First of all, apologies for the lack of posts the last month or so. I’ve busy working on the launch of significant enhancements to the RainStor product and lots of exciting activity with our partners, including our recently announced relationship with Dell. My other focus has been with my fast growing identical twins Parker and Ryan who are now 7 months old. So pardon my indulgence as I combine the two into this blog post. As ever, comments are welcome but be gentle as I’m operating on a sleep deficit J
As per Wikipedia, Shared Nothing (SN) is a distributed computing architecture in which each node is independent and self-sufficient, and there is no single point of contention across the system. Shared Nothing Architectures have become prevalent in the Data Warehousing space with products such as EMC Greenplum, HP Vertica and Teradata providing Big Data analytic solutions. Hadoop and HDFS is also an example of a SN environment.
With that as a brief backdrop let me turn my attention to the challenge of being a parent to twins. Together with obvious extreme lack of sleep, the other conundrum is do we need to buy two of everything, and if not how will we share it? If you are a parent of twins (or two siblings) the scenario and questions below will be familiar:
1. Will they both need parallel access to it at the same time?
(Items such as bottles, clothing, pacifiers, car seats meet this criteria)
This is a simple example of “shared nothing” with no contention, whereby each boy has his own item and is able to happily focus on each individual item in a self contained manner. With the use of their own bottles at feeding time, we are able to simultaneously feed both boys, in half the time versus if we proceeded sequentially. For SN systems such as Hadoop, massive parallelization by simply adding more nodes with its own locally attached disk allows it to scale to handle Big Data data volumes.
2. How will we provide access to an item if one or the other needs it?
(For example using a fixed or portable changing table)
With a changing table built into a dresser, we are pretty much saying that all diaper changing will be done in a fixed location (at least around the house). We therefore bring each boy to the nursery where the table resides. In Hadoop MapReduce function processing is moved to keep the work as close to the data as possible to reduce network traffic. This is to avoid, moving the data itself in what is known as “data shipping”. In contrast, Shared Disk and Shared Everything architectures don’t have a “data shipping” issue because each node has access to all of the data.
Obviously Shared Nothing vs. Shared Disk vs. Shared Everything is a much more complex and sophisticated technical topic which I won’t be covering today. Throw in OLTP vs OLAP and the Cloud you have an even spicier debate. If you are interested you can check the links below for some good discussion.

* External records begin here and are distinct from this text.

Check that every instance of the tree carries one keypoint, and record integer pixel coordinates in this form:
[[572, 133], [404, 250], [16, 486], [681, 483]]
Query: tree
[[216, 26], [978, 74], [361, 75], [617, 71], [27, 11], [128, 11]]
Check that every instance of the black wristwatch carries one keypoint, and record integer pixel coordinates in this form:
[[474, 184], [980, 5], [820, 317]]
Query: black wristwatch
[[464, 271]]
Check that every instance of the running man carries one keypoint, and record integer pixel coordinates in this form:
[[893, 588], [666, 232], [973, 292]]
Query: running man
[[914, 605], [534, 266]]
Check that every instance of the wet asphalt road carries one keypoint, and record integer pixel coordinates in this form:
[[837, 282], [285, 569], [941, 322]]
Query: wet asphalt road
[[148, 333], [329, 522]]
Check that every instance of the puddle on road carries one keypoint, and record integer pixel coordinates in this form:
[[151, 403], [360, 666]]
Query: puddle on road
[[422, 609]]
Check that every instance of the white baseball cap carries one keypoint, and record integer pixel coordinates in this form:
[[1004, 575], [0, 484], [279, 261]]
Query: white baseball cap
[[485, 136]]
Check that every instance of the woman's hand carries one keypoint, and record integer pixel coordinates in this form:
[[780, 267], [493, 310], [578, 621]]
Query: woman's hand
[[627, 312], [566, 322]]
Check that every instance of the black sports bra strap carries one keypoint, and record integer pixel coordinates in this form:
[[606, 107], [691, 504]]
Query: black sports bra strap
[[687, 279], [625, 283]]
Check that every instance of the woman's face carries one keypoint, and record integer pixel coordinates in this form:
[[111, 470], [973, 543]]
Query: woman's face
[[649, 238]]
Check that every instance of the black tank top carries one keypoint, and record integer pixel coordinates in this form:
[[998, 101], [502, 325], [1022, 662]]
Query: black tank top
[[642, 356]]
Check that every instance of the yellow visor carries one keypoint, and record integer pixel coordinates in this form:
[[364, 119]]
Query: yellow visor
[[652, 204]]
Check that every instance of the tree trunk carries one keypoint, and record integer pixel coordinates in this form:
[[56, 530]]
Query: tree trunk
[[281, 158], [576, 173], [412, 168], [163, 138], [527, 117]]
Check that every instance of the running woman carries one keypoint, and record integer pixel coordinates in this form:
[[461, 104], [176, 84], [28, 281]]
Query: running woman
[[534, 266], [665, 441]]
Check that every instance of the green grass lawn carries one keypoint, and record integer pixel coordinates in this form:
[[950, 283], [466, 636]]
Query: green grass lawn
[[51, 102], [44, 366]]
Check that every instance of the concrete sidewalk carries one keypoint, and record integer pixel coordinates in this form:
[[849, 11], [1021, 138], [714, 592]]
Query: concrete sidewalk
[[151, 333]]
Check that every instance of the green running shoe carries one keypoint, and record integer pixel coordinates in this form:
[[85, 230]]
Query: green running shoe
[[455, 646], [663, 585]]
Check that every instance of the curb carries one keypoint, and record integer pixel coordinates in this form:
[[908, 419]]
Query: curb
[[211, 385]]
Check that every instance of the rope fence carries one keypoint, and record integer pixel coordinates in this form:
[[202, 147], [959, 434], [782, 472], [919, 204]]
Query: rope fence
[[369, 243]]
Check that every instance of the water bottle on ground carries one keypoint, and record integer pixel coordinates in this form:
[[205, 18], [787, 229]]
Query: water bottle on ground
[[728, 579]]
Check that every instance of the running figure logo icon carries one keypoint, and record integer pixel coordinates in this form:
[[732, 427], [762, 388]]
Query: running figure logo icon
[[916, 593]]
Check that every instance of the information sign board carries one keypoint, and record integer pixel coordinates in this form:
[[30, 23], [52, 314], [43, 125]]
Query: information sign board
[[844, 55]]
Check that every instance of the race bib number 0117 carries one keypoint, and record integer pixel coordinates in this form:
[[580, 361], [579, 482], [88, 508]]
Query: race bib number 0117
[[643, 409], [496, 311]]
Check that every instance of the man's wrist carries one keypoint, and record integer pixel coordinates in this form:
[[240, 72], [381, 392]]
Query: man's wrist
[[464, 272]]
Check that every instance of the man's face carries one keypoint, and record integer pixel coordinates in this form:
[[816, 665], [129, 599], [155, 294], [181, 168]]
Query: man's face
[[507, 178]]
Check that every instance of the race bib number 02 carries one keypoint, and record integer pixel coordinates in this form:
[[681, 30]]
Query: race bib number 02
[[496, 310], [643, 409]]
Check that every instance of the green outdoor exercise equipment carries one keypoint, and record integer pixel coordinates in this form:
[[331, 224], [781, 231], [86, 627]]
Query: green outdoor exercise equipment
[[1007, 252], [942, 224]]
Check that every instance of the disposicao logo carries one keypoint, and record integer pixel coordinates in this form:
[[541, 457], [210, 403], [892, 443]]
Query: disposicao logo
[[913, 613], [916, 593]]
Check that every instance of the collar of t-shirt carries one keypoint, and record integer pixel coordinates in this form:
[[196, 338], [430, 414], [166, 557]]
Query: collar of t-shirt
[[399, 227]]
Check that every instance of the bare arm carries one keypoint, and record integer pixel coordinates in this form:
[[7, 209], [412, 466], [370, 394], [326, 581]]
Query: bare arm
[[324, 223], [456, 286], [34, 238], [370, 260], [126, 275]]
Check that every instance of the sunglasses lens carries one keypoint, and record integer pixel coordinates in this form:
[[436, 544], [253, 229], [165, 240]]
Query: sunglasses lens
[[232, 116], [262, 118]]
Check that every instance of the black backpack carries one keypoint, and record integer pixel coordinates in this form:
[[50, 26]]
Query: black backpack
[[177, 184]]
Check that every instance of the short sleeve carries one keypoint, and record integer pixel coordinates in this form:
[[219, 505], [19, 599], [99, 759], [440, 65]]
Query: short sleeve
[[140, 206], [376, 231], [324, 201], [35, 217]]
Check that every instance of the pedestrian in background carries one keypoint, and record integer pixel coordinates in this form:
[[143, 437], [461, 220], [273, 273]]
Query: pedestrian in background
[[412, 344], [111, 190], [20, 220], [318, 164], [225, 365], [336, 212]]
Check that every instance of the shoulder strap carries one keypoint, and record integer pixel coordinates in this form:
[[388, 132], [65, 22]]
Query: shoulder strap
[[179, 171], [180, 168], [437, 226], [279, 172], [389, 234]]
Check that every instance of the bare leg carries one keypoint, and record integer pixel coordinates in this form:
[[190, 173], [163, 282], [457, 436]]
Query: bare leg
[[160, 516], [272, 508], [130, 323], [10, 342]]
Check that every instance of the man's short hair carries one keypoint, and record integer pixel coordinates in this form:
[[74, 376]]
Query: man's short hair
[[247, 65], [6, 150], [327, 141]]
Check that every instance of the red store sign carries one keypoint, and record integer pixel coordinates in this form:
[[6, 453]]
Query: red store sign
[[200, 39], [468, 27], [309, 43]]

- http://jhingran.typepad.com/anant_jhingrans_musings/2010/02/shared-nothing-vs-shared-disks-the-cloud-sequel.html
- http://scaledb.blogspot.com/2010/02/cloud-computing-shared-disk-vs-shared.html
- http://kevinclosson.wordpress.com/2007/08/09/nearly-free-or-not-gridsql-for-enterprisedb-is-simply-better-than-real-application-clusters-it-is-shared-nothing-architecture-after-all/
And as usual excellent reference material is available through links on Wikipedia:
- ^ The Case for Shared Nothing Architecture by Michael Stonebraker. [Originally published in Database Engineering, Volume 9, Number 1 (1986).](PDF)
- ^ Independent article comparing Shared Nothing and Shared Disk
- ^ Article on Shared Nothing from the point of view of a Shared Disk Vendor(PDF)
- ^ Article on Shared Nothing from the point of view of a Shared Nothing Vendor(PDF)
To tie off this post with my main two focuses; RainStor ‘s unique architecture which physically stores data using a “Shared Nothing” paradigm, while at the same time providing access from any SN node, mitigating the “data shipping” network transfer bandwidth problem by significantly compressing the data. This is one reason why RainStor is an ideal solution to ingest and support the query of ever growing Big Data volumes that have to be retained at petabyte-scale. Meanwhile Parker and Ryan are themselves growing and scaling at an alarming rate.